Je me nomme Vincent, Vincent Delvaque. Je suis entrepreneur. Mes amis m'ont affublé du stupide surnom de crâne d'œuf, parce que j'ai la boule à zéro. Je rase soigneusement mon crâne depuis que j'ai 20 ans. Je suis roux et j'en ai souffert toute mon enfance. La petite moustache au-dessus de ma lèvre supérieure est la seule preuve visible de ma rousseur.

Hier, j'ai fêté mes quarante-cinq ans, avec mes amis de toujours. Pour l'occasion, nous nous sommes offert une grande virée de trois jours. Nous n'étions plus partis chasser depuis quatre mois et nos instincts bridés nous rendaient fous.

Mon frère, Victor, dit Vic, vend des vêtements en porte-à-porte. Au volant de son camion, il sillonne les routes de France. Principalement destinées à la ménagère de quarante à soixante ans, les collections sont classiques et sans originalité. Mais Vic s'en fout. Il vend à la ménagère, mais son intérêt se porte ailleurs : sur les filles des ménagères. Vic est notre rabatteur. Il débusque le gibier.

Il y a quatre semaines, il est revenu d'une tournée dans la Manche. Il avait pris toute une série de photos de filles qui pourraient nous satisfaire. Rapidement, l'une d'entre elles nous a séduits. Elle devait avoir seize ans tout au plus, peut-être même quinze. Plutôt petite, environ 1m63, fine, brune, les cheveux longs et ondulés, timide, légèrement effacée même sous le feu de l'objectif.
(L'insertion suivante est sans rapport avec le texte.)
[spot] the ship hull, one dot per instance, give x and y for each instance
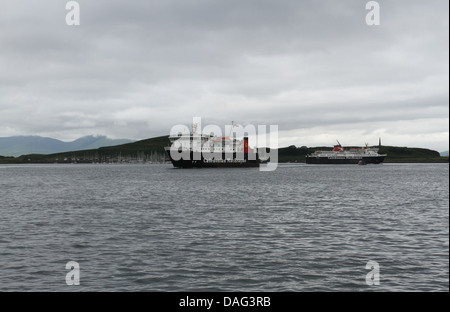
(344, 161)
(215, 163)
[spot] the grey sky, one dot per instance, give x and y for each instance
(133, 69)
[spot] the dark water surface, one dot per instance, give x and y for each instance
(155, 228)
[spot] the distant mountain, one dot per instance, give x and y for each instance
(24, 145)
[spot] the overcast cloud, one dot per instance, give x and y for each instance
(133, 69)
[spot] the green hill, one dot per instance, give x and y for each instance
(144, 150)
(394, 154)
(153, 150)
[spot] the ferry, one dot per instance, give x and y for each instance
(339, 155)
(206, 151)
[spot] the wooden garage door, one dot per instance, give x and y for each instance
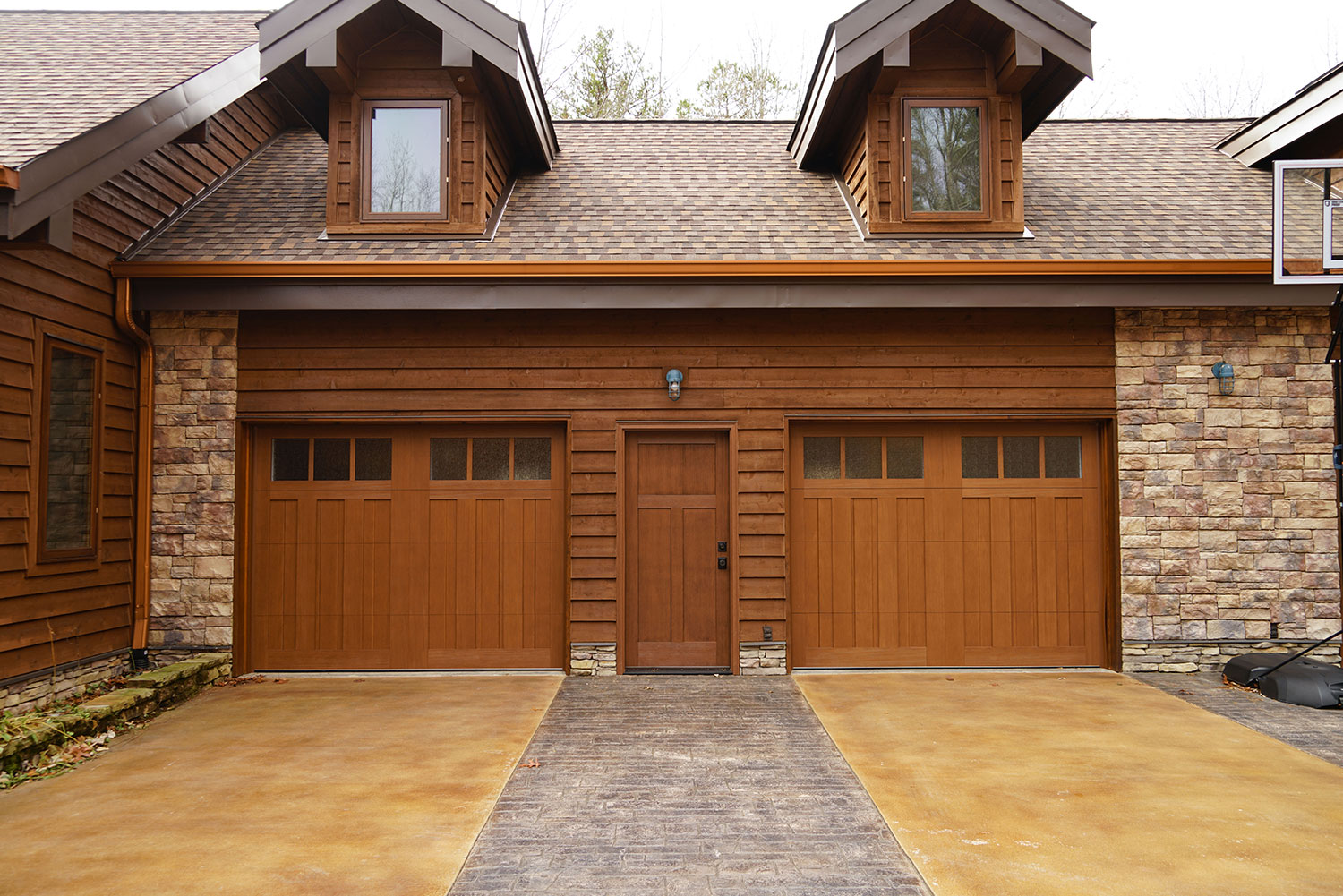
(406, 549)
(947, 546)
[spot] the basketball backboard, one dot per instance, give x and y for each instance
(1308, 220)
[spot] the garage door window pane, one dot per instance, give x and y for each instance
(979, 457)
(330, 460)
(372, 458)
(489, 458)
(532, 458)
(904, 457)
(289, 460)
(1063, 457)
(862, 457)
(1021, 457)
(448, 458)
(821, 457)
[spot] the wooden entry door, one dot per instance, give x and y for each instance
(676, 535)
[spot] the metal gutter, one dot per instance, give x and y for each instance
(724, 269)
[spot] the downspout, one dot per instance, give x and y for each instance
(144, 472)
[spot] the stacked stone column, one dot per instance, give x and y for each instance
(1228, 504)
(193, 490)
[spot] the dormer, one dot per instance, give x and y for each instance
(920, 109)
(430, 109)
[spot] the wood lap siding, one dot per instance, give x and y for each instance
(749, 368)
(854, 169)
(66, 611)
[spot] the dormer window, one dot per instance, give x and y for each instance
(405, 145)
(945, 158)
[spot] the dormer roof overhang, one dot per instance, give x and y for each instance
(1310, 125)
(301, 38)
(877, 34)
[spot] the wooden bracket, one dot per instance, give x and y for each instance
(894, 62)
(330, 64)
(1018, 61)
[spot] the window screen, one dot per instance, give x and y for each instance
(945, 166)
(72, 395)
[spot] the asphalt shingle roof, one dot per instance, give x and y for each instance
(81, 69)
(665, 190)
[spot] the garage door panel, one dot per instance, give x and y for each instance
(978, 571)
(408, 571)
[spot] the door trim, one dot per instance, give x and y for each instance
(622, 438)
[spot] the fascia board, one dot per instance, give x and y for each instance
(1287, 125)
(58, 177)
(501, 53)
(814, 107)
(864, 32)
(854, 47)
(278, 43)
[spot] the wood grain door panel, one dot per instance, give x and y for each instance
(406, 573)
(677, 598)
(942, 568)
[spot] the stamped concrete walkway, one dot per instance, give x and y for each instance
(685, 785)
(1316, 731)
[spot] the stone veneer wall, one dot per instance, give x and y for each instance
(763, 657)
(593, 659)
(1228, 503)
(67, 680)
(195, 446)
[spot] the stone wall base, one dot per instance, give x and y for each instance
(593, 659)
(164, 656)
(1209, 656)
(69, 680)
(765, 657)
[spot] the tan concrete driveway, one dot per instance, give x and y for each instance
(332, 786)
(1060, 785)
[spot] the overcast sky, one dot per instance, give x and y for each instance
(1154, 58)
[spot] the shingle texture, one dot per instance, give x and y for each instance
(80, 69)
(665, 190)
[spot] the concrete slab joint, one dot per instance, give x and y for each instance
(195, 452)
(1228, 503)
(593, 659)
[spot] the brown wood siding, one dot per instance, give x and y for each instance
(56, 613)
(748, 368)
(945, 64)
(407, 66)
(853, 168)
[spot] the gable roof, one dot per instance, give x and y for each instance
(876, 32)
(469, 29)
(81, 69)
(86, 94)
(673, 190)
(1316, 110)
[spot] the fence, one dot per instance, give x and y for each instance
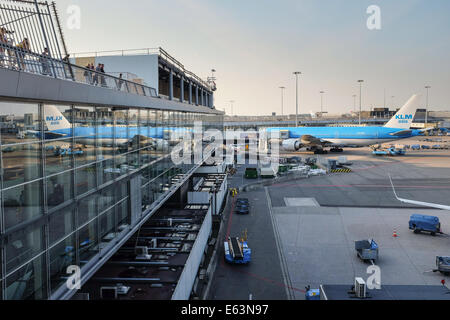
(14, 58)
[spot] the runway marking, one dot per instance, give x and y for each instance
(283, 264)
(357, 186)
(284, 285)
(230, 218)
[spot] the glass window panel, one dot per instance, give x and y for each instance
(20, 123)
(108, 225)
(21, 163)
(22, 246)
(61, 256)
(86, 179)
(59, 189)
(58, 148)
(22, 203)
(87, 210)
(85, 132)
(28, 283)
(107, 199)
(88, 238)
(61, 225)
(123, 214)
(58, 157)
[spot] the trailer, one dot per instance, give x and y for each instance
(237, 251)
(268, 172)
(419, 223)
(443, 265)
(367, 250)
(251, 173)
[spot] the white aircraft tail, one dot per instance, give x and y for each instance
(404, 117)
(54, 119)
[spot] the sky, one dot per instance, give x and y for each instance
(256, 45)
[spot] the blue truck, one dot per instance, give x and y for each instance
(237, 251)
(312, 294)
(367, 250)
(419, 223)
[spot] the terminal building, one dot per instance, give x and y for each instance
(85, 158)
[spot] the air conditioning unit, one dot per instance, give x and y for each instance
(360, 288)
(153, 243)
(108, 293)
(142, 253)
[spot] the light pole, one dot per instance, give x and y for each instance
(296, 73)
(360, 99)
(426, 110)
(321, 103)
(282, 99)
(232, 102)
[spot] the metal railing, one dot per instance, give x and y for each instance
(146, 51)
(14, 58)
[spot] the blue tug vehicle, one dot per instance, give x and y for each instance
(237, 250)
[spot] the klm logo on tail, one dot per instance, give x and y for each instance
(51, 118)
(54, 121)
(404, 118)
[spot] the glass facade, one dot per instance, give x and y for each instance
(66, 188)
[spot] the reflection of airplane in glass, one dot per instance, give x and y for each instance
(317, 138)
(59, 128)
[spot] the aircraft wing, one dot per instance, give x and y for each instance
(308, 140)
(401, 133)
(54, 135)
(419, 203)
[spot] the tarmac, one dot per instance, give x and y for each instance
(302, 232)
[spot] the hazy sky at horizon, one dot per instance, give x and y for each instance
(255, 45)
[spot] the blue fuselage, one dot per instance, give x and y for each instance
(360, 136)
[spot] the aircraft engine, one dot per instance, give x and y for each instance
(291, 145)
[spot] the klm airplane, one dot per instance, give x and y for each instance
(58, 127)
(317, 138)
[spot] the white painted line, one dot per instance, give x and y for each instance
(283, 264)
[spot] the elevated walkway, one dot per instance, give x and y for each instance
(20, 85)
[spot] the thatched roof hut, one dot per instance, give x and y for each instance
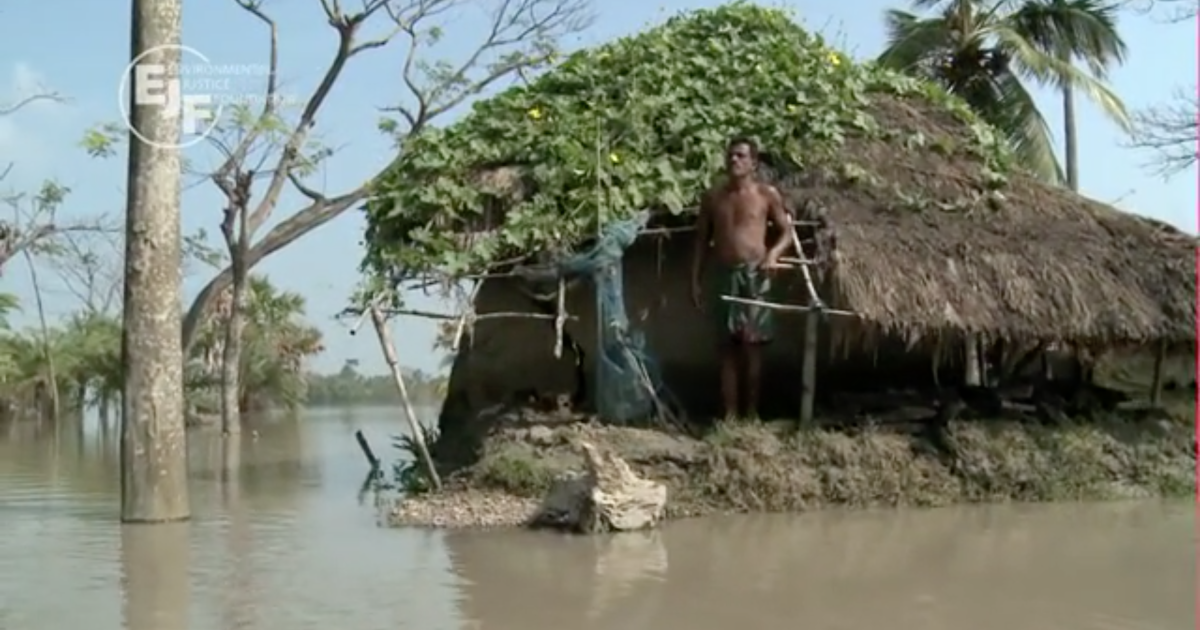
(927, 228)
(1042, 264)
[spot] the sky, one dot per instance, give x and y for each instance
(85, 53)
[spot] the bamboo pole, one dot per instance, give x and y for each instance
(389, 353)
(1156, 385)
(809, 366)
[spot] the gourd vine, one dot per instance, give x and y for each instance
(665, 102)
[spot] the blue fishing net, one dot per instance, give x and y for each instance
(628, 384)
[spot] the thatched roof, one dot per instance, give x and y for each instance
(930, 223)
(1043, 263)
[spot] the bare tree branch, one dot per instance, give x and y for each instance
(521, 37)
(11, 108)
(90, 268)
(1169, 131)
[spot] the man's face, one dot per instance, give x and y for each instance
(739, 161)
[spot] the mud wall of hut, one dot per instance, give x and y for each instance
(510, 358)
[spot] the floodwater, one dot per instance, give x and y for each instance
(281, 540)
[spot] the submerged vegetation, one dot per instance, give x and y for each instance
(83, 357)
(641, 124)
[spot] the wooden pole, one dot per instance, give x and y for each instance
(809, 367)
(389, 353)
(1156, 385)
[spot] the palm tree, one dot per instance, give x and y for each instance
(983, 51)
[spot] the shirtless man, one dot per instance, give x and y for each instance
(733, 216)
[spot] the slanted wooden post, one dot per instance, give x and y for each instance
(389, 353)
(809, 366)
(1156, 385)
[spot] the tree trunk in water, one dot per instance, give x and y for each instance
(231, 361)
(154, 450)
(972, 377)
(47, 355)
(231, 355)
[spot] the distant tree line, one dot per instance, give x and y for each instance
(349, 388)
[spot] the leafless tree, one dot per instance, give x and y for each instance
(265, 151)
(1169, 131)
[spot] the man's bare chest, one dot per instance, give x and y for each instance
(741, 208)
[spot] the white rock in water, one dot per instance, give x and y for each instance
(610, 497)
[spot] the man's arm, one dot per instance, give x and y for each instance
(703, 233)
(779, 215)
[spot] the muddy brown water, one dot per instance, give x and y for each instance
(281, 541)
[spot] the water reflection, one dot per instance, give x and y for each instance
(279, 540)
(1111, 567)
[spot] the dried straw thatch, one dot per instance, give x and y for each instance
(1037, 262)
(1043, 263)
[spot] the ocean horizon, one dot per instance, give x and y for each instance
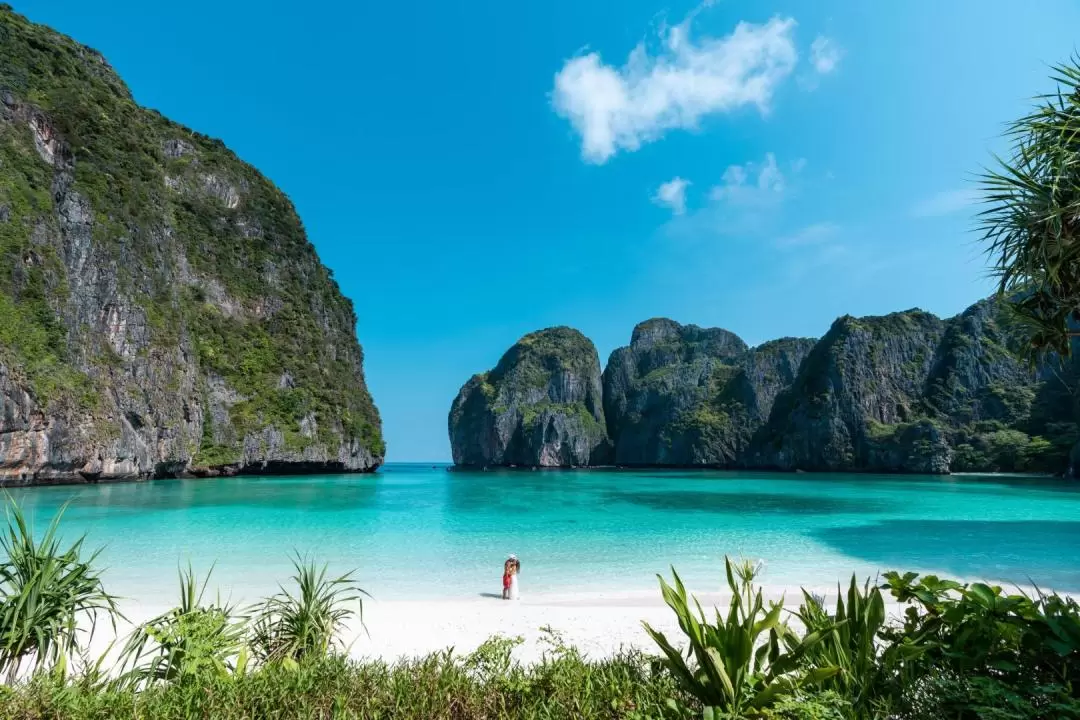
(420, 531)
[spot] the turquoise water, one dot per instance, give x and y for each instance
(418, 531)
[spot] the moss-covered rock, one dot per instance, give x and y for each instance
(540, 406)
(161, 309)
(900, 393)
(682, 395)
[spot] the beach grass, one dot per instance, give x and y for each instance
(962, 651)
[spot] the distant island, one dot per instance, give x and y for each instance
(162, 312)
(901, 393)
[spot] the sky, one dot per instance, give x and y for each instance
(474, 172)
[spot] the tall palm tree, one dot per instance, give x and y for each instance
(1031, 222)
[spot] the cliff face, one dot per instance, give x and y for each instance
(541, 406)
(161, 309)
(684, 395)
(908, 392)
(901, 393)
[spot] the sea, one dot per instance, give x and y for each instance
(429, 531)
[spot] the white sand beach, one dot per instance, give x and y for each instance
(597, 625)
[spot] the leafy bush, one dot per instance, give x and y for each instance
(191, 641)
(849, 641)
(291, 627)
(44, 591)
(743, 663)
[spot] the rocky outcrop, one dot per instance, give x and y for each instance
(900, 393)
(682, 395)
(908, 392)
(541, 406)
(154, 290)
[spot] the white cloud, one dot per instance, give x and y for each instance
(672, 194)
(752, 184)
(616, 108)
(946, 202)
(810, 235)
(825, 54)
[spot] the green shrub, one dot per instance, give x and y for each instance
(743, 663)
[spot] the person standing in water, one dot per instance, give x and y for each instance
(515, 569)
(508, 576)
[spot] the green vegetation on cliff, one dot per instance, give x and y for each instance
(133, 247)
(541, 406)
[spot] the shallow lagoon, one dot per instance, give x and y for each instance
(417, 531)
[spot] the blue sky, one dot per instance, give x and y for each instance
(472, 172)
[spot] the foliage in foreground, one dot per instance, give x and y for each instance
(960, 652)
(1030, 226)
(44, 589)
(483, 684)
(744, 663)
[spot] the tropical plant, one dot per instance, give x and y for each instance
(849, 640)
(190, 641)
(1031, 222)
(969, 646)
(44, 592)
(743, 663)
(291, 627)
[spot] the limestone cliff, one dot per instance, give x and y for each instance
(541, 406)
(161, 309)
(683, 395)
(901, 393)
(908, 392)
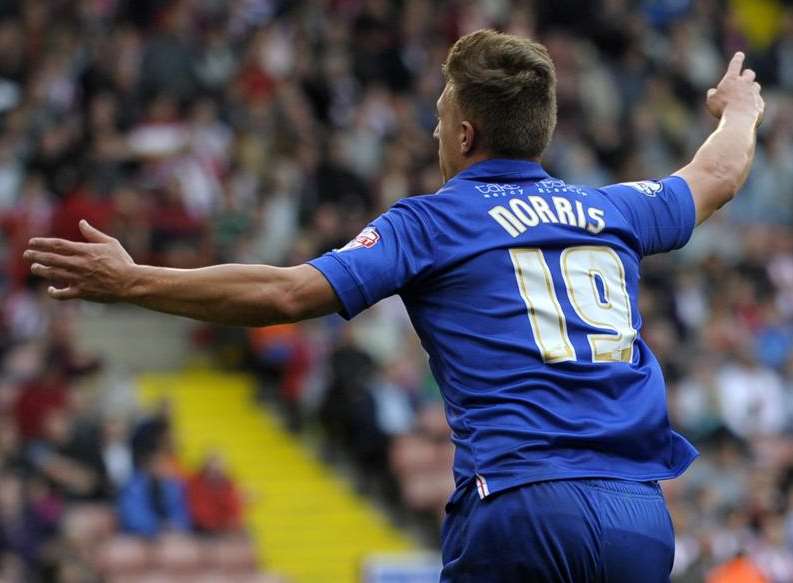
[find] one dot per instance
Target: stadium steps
(309, 525)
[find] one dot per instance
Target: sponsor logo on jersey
(646, 187)
(367, 238)
(496, 190)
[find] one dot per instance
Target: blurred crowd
(204, 131)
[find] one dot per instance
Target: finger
(92, 234)
(61, 246)
(734, 68)
(50, 259)
(51, 273)
(66, 293)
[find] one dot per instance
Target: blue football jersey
(524, 292)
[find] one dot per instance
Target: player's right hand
(100, 270)
(737, 91)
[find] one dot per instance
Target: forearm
(722, 164)
(245, 295)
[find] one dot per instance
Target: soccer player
(524, 292)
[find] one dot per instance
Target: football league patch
(646, 187)
(367, 238)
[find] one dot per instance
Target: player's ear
(467, 137)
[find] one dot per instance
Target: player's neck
(483, 156)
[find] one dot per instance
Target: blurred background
(135, 447)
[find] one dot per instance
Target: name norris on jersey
(522, 214)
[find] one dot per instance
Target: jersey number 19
(594, 278)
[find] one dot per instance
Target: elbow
(729, 175)
(290, 308)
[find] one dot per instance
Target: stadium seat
(123, 556)
(230, 554)
(179, 554)
(89, 523)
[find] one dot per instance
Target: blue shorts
(571, 531)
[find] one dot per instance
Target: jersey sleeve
(661, 212)
(387, 256)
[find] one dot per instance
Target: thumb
(92, 234)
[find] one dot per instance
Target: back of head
(505, 86)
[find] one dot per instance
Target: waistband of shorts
(619, 486)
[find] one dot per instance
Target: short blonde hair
(505, 86)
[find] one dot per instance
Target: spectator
(154, 500)
(215, 502)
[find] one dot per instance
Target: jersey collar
(496, 168)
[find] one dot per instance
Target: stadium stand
(270, 131)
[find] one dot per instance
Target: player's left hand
(100, 270)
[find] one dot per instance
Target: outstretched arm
(722, 163)
(245, 295)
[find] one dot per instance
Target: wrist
(738, 114)
(139, 279)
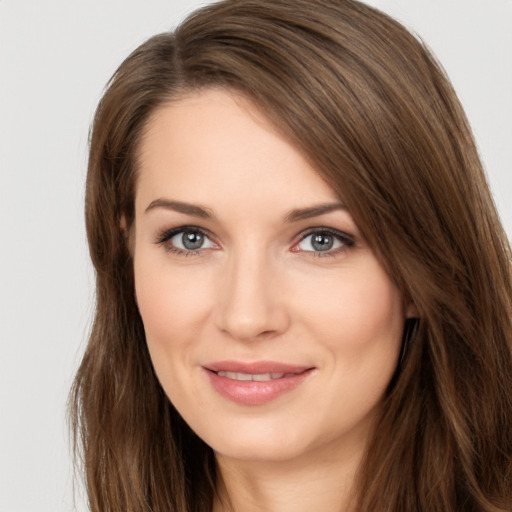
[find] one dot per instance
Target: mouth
(258, 377)
(255, 383)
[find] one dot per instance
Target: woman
(303, 288)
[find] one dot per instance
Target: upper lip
(256, 367)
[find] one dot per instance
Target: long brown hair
(369, 107)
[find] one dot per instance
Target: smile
(252, 384)
(260, 377)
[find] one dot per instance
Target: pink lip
(255, 392)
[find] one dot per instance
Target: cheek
(359, 312)
(172, 305)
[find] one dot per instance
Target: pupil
(192, 240)
(322, 242)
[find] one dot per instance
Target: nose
(251, 304)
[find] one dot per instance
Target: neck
(320, 482)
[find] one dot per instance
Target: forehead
(216, 146)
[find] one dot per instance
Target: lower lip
(255, 392)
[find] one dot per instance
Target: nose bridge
(249, 306)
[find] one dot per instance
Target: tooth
(261, 376)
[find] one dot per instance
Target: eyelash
(346, 240)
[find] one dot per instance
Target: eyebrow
(313, 211)
(180, 207)
(205, 213)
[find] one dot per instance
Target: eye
(186, 240)
(324, 241)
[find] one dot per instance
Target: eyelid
(165, 235)
(345, 238)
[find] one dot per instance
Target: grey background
(55, 58)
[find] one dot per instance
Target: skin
(257, 289)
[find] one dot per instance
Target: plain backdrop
(55, 57)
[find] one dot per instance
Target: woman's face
(271, 325)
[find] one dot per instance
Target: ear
(411, 311)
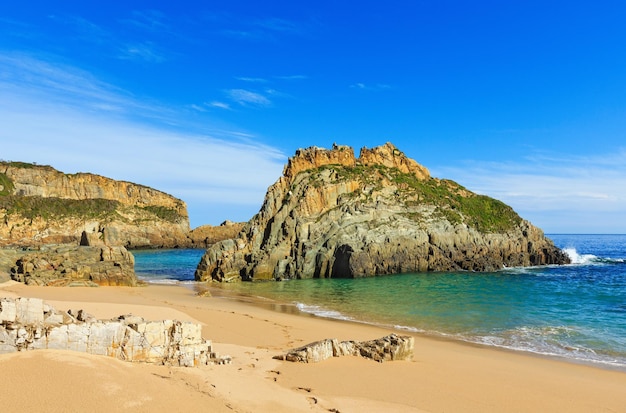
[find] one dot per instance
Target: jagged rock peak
(332, 215)
(385, 155)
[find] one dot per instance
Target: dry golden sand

La technique de Victor est bien rôdée. Après avoir découvert une cible potentielle à la sortie du lycée, il s'infiltre au domicile, sous le couvert de son activité de vente, afin d'en savoir davantage. Quelques jours plus tard, il aborde la donzelle sur le chemin de l'école. Il sort une carte bidon qui le désigne comme découvreur de talents, dans le domaine de la mode. Il flatte la proie en louant son physique. La plupart du temps, l'adolescente accroche rapidement. Elle minaude, se trouve des tas de défauts que Vic démonte les uns après les autres. Il explique qu'il bosse à temps partiel pour une agence, et que son métier de vente en porte-à-porte lui permet de repérer les top models de demain.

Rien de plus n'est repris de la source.